The membrane formed of a graft copolymer containing 8-repeat-unit side- chains unexpectedly showed essentially complete self-cleaning performance, as indicated by the observation that even after three cycles of protein fouling, the water permeability was increased by UV exposure to a value higher than its initial value, which was consistent with the increase in pure water permeability upon first exposure to UV light described in Example 4. In addition, visible light treatment also offered partial recovery of the permeability. On the other hand, after two fouling cycles, the membrane formed of a graft copolymer containing 24-repeat-unit side-chains did not completely recover its initial permeability.

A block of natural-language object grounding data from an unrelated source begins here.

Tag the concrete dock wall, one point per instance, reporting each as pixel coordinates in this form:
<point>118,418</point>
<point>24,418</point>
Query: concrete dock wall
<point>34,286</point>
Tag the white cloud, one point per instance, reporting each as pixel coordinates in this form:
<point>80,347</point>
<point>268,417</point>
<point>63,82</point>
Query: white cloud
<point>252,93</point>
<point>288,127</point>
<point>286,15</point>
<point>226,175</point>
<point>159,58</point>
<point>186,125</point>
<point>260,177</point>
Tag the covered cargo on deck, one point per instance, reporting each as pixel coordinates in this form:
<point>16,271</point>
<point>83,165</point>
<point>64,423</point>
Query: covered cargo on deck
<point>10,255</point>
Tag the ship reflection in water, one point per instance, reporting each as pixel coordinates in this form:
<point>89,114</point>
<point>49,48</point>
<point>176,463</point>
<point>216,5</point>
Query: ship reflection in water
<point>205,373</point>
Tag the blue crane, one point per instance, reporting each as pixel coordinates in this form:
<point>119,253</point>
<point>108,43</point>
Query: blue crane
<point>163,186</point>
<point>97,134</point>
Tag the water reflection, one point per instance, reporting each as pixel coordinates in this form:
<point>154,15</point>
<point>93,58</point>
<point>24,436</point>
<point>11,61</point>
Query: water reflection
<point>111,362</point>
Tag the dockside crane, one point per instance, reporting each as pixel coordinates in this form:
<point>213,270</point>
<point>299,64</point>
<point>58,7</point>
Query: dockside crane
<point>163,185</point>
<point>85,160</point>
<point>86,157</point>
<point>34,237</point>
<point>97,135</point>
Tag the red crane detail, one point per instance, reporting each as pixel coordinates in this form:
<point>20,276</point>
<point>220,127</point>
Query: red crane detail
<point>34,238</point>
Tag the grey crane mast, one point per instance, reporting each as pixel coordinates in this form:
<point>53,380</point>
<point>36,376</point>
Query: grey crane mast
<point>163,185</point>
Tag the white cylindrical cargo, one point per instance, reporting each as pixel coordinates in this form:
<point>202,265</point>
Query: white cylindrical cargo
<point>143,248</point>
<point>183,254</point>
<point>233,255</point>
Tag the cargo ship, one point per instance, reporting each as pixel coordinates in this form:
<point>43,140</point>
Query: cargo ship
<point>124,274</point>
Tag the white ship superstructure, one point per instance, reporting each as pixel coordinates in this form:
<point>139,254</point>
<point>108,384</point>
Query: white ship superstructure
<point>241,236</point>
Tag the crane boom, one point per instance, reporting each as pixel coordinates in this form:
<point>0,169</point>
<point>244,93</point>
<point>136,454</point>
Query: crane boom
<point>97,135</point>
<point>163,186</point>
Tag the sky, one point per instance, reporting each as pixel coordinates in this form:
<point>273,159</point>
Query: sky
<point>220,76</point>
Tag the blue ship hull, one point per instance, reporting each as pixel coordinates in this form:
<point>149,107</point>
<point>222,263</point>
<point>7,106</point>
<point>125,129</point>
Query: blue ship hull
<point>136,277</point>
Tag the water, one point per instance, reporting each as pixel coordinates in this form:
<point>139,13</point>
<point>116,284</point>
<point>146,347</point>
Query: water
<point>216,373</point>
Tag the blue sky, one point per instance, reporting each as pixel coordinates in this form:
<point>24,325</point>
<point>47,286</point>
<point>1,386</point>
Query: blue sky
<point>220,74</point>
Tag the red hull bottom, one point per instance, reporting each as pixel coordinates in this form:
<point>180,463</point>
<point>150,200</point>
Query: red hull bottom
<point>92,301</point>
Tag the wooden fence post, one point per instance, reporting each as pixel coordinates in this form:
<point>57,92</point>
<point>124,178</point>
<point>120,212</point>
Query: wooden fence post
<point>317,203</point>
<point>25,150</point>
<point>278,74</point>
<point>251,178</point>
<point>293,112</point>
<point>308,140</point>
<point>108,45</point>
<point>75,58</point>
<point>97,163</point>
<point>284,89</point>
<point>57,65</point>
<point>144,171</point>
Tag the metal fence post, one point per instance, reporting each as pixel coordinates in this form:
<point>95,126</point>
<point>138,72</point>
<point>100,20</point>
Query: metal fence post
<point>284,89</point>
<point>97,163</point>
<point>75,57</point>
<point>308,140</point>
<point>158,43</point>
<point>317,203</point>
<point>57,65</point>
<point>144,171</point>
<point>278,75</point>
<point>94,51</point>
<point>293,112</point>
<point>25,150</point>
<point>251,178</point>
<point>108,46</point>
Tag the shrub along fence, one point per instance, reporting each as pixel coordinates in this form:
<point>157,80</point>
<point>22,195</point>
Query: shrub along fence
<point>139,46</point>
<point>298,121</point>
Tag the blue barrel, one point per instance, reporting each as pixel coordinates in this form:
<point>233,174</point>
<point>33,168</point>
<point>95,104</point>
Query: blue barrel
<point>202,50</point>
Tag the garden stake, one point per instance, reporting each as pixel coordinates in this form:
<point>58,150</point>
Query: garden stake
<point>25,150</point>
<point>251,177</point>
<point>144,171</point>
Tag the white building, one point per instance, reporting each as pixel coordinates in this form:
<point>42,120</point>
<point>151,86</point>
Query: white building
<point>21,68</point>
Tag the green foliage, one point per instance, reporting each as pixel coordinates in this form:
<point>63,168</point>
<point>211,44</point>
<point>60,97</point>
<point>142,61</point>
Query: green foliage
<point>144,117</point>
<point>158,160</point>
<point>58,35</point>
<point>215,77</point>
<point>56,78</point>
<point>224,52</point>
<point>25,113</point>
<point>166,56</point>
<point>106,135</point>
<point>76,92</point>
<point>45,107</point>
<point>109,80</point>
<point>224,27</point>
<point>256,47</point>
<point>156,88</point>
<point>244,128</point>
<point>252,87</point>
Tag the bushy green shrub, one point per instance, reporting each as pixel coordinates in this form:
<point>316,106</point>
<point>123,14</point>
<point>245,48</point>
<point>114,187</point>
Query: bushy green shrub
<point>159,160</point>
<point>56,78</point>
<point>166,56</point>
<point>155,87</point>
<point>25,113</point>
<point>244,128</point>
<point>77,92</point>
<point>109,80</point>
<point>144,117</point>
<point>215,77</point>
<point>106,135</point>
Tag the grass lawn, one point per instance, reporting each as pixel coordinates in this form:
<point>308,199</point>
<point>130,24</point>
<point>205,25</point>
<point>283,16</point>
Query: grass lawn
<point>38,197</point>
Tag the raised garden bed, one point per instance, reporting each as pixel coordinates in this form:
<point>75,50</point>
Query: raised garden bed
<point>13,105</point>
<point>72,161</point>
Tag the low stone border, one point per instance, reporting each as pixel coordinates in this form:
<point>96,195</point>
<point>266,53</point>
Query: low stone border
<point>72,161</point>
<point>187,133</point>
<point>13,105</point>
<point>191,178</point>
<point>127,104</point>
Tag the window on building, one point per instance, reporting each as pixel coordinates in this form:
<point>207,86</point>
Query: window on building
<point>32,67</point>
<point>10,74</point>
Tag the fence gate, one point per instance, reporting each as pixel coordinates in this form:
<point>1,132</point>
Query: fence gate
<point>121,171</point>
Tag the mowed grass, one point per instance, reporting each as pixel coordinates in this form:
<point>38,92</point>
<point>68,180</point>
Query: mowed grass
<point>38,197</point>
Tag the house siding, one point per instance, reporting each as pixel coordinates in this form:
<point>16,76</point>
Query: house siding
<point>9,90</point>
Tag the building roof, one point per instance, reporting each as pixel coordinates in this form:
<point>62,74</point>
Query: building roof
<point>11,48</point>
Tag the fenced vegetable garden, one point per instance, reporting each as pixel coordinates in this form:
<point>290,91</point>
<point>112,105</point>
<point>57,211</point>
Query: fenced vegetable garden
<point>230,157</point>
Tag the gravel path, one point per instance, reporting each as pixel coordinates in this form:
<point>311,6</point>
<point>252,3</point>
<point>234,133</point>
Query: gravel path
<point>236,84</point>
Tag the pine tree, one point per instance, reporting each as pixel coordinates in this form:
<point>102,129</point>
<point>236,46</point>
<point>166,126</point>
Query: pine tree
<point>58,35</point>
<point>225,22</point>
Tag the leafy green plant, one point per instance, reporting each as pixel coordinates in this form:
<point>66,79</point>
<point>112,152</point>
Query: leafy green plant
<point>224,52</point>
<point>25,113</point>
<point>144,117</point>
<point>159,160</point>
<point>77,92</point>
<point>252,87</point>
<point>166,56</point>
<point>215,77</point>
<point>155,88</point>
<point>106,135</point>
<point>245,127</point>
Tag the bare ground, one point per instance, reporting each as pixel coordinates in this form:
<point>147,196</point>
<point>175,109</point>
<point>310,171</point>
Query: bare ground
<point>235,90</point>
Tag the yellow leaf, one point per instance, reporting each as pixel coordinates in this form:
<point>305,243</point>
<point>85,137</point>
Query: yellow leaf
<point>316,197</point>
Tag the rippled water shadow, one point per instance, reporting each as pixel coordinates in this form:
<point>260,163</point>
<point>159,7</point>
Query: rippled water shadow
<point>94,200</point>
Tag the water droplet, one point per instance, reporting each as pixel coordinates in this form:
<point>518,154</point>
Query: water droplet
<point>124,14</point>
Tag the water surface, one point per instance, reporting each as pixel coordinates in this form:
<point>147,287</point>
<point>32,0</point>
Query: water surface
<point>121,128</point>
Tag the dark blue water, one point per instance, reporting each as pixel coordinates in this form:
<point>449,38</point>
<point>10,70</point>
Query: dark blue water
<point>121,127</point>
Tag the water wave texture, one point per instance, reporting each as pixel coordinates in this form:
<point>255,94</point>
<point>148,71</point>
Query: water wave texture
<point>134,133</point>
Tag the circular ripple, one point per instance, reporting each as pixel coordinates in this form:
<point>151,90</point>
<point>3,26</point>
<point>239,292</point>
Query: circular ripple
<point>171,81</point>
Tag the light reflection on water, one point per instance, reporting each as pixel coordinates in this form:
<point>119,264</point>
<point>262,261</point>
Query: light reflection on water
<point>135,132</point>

The water flux of this membrane slowly declined after each following fouling cycle.

OTHER EMBODIMENTS

All of the features disclosed in this specification may be combined in any combination. Each feature disclosed in this specification may be replaced by an alternative feature serving the same, equivalent, or similar purpose. Thus, unless expressly stated otherwise, each feature disclosed is only an example of a generic series of equivalent or similar features.

Further, from the above description, one skilled in the art can easily ascertain the essential characteristics of the present invention, and without departing from the spirit and scope thereof, can make various changes and modifications of the invention to adapt it to various usages and conditions. Thus, other embodiments are also within the claims.